While I cried into the last of her Kleenex, she reminded me of something I’d long forgotten: “You can do this,” she said. And of course, I could. I’d done this before: started over, started fresh, left a man I loved and created an existence without his fingerprints on it. But this time was different. I wasn’t a twenty-something, high on optimism and fortune cookie clichés. This time, there was a little boy who was relying on me to be strong enough to make a life for us both.
My therapist did exactly what I needed her to do, she told me the harsh truth: “Your child doesn’t care about the nice things you own, he doesn’t care about how much money you make, he only cares that you’re there and that you’re solid,” she said. And of course, she was right but when night comes it doesn’t matter who is right about what, at night you forget what you know.
I cried myself to sleep, and in the morning, I picked up our keys.
The landlord let me in and showed me how to turn on the heat, turn off the lights and double lock the doors. The second he left, I reminded myself of what I already knew: You can do this. Deep breath. Bubble wrap. Unpack. Rebuild.
My hands went to work, hanging up pictures on freshly painted walls. I repotted the plants my ex was constantly reminding me to water. I stacked dishes and folded linens and when I opened the last box I saw that all but one of my coffee mugs had shattered. I took it as the first sign of my newfound single life; at least the universe had enough sense of humor to keep me caffeinated while I began this growth.

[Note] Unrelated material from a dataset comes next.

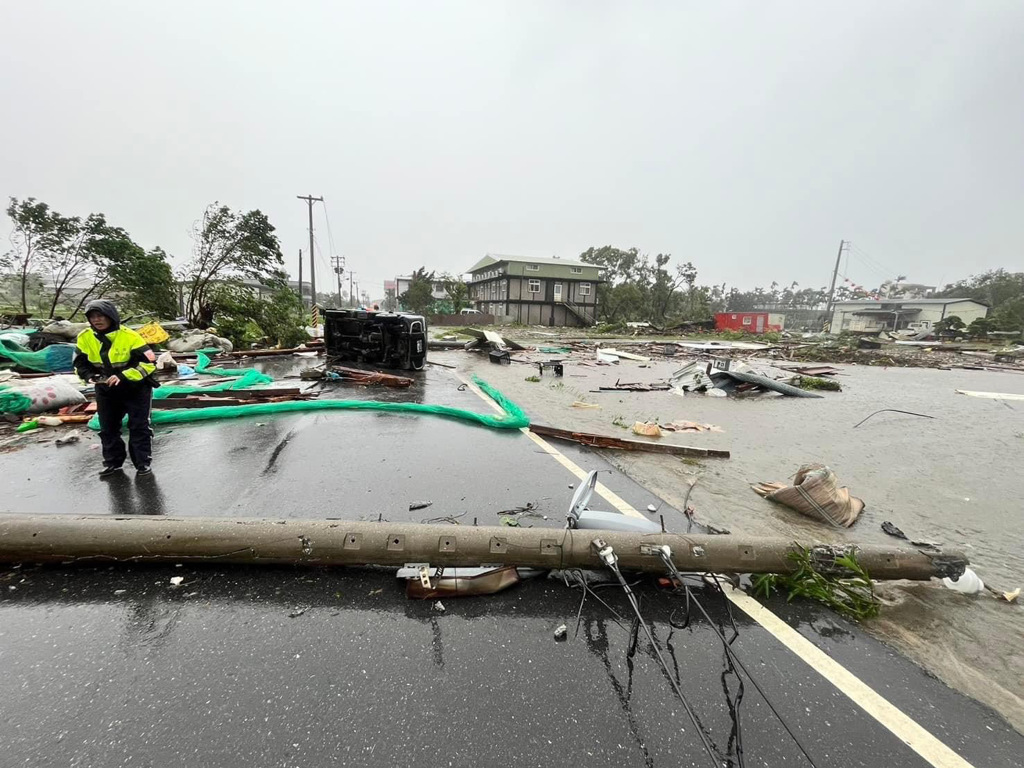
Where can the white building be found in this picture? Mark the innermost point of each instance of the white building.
(894, 314)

I unrolled rugs and hung up art and when it started to get dark, I invited friends over. They brought wine and Chinese and together we assembled a table and reassembled my bed. We sang too loudly and laughed too hard but it felt like something forming. A memory being made. And after midnight when they left, even though I was exhausted, I remembered what my mother had said. “You’ll want a shower after…” My fingers were covered in wood glue and my hands were sore from hammering. I strung up the shower curtain and waited for the pipes to warm up. The second the hot water hit my skin, I felt relief, I felt accomplished, I did not feel like crying.
The next day, when the house was as ready as it would ever be, my son came over to stay with me. He did two things that made me love him more than I ever had in the six years since he was born: He suggested we name our house and made a rule that we would have to greet it every time we came home. “Boho house,” he said because it was both of our house and no one else’s.

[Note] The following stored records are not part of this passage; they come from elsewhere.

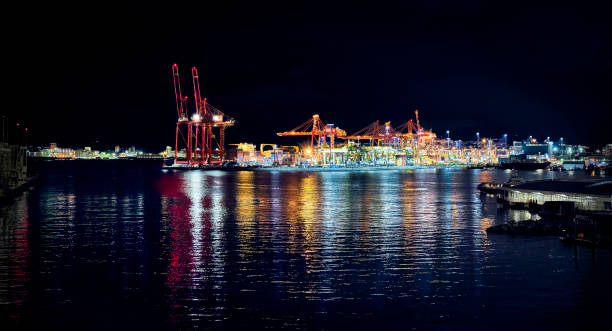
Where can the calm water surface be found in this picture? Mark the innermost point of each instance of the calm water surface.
(124, 245)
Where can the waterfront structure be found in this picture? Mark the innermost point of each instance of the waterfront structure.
(586, 196)
(384, 145)
(200, 144)
(13, 168)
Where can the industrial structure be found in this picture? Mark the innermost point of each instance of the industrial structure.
(198, 145)
(384, 145)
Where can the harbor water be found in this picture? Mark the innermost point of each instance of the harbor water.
(125, 244)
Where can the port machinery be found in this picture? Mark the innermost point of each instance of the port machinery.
(315, 128)
(382, 143)
(197, 138)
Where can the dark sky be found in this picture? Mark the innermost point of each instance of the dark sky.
(103, 74)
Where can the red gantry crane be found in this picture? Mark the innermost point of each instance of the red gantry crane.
(199, 141)
(314, 127)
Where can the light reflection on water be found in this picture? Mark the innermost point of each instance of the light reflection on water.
(282, 249)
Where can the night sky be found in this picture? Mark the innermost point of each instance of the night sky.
(102, 77)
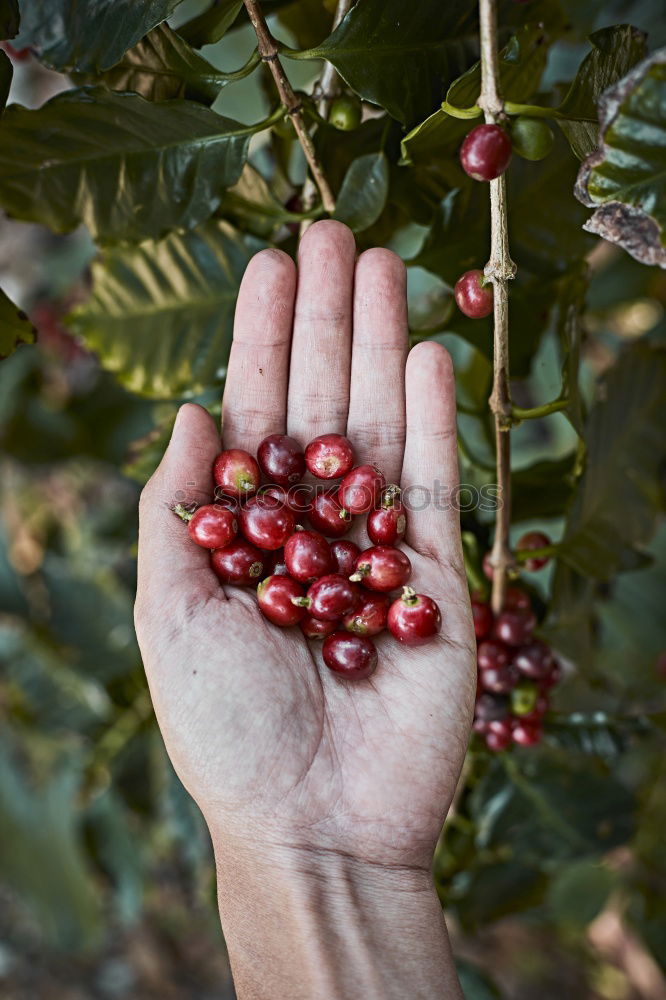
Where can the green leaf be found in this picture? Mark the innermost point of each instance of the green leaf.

Together, we smudged the halls with Palo Santo and we said out loud what we hoped our life would be like here in this new place. “This is where we put our Christmas tree,” he said. “This is where we will set up our art station, over here is our reading nook and this will be our thinking seat…”
Since we moved in, I’ve spent a lot of mornings in that thinking seat. While he’s still asleep, I make coffee and fill my one and only mug. I think about the love that fills this house, and I think about how the plants have doubled in size, and how the fridge is covered in memories that didn’t exist a year ago. I think about how many books I still have to read in that nook and I smile about how sweet it is that my son swings in the hammock by the window every morning before school.
I didn’t need to see forty-two places before finding something that I liked, it wasn’t about floor plans or favored views. I was hesitating because I had been holding onto something that was comfortable. Something I knew wasn’t working. Something I knew wasn’t healthy, or whole or right. I was holding onto something I knew was not for me.
So, when I saw apartment forty-three I said to myself, If I don’t pick this one, I will never leave. If I never leave, then I will never let go of this relationship. If I never let go of this relationship, I will never know if I am enough on my own.
It turns out I am. And my sweet, sweet, starting over, friend, you are too.